Bloc Party at the Orpheum Theatre on March 28

A review of Bloc Party at the Orpheum Theatre on March 28, 2007

, Staff Writer

Kele Okereke, front man of Bloc party, started off the show at the Orpheum with a song from their new album A Weekend in the City, singing, “I am trying to be heroic / in an age of modernity” from “Song for Clay (Disappear Here).” This grandiose ambition has been compared to a certain Irish lead singer who is fond of protective eyewear. Bloc Party’s live show proved this comparison somewhat fair, as the band performs a bit like U2, if they were still hungry (and if they had a ridiculously talented drummer).

The band wasted no time, immediately ratcheting up the excitement with “Positive Tension” and “Blue Light” from their outstanding debut Silent Alarm. The crowd received the old favorites enthusiastically, but it was during two more new songs that Bloc Party truly hit their stride. By the end of “Hunting for Witches” and “Waiting for the 7:18” the band was at locomotive speed, driven by Matt Tong’s scarily precise and powerful drumming. Much audience dancing ensued.

“Banquet” exposed another U2-esque component of the concert, a well executed light show which reflected the frenetic pace of the song and capitalized on its burst of energy with a combination of scattered colored lights and blinding white bursts. It was followed by the romantic part of the evening, the beautiful lead single “I Still Remember” and the equally beautiful but more expressive “This Modern Love,” both rendered flawlessly by Okereke.

Less noticed, but nonetheless important were the backing vocals of bassist Gordon Moakes, whose deep voice provided the perfect counterpoint for Okereke’s soaring highs. They collaborated well on “The Prayer,” a huge tune that rode lead guitarist Russell Lissack’s heavy fuzzed-out line.

The first half of “Uniform” served as the night’s lone ballad, with Okereke sweetly lamenting the prevalent desire for conformity among teenagers. It didn’t stay sweet for long though, as Tong and company kicked into overdrive for the second half, absolutely blowing the roof off of the theatre. Bloc Party’s ability to harness the power of their sound and release it gradually as a song builds is remarkable.
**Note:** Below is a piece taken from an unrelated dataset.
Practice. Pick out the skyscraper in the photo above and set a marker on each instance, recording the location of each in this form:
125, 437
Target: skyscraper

The songs of A Weekend in the City best make use of this talent.

After the encore break, Moakes joined Tong on a second drum set for “Sunday,” although Tong, by this point shirtless, didn’t seem to need much help. For “She’s Hearing Voices” Okereke ditched his guitar and danced in the crowd. An anthemic “Pioneers” and an exultant “Helicopter” rounded out the excellent show.

Bloc Party are arena-ready, but the classical architecture of the Orpheum, with its massive columns, vaulted ceilings, and intricate carvings seemed much more in line with the larger than life but oh-so carefully crafted songs. If the U2 comparisons are justified, (which I think they might be) then witnessing Bloc Party while they are still on the way up was a rare treat.

Getting opening act Albert Hammond Jr. of The Strokes in the deal was a bonus, as he led the night off with songs from his solo debut Yours to Keep. Sounding much like his other band, but with layered harmonies and a much sunnier disposition, Hammond’s highlights included set opener “Everyone Gets A Star,” the syncopated “Holiday,” and the lush “Scared.” Had we never heard of The Strokes, Hammond would most definitely be a star in his own right.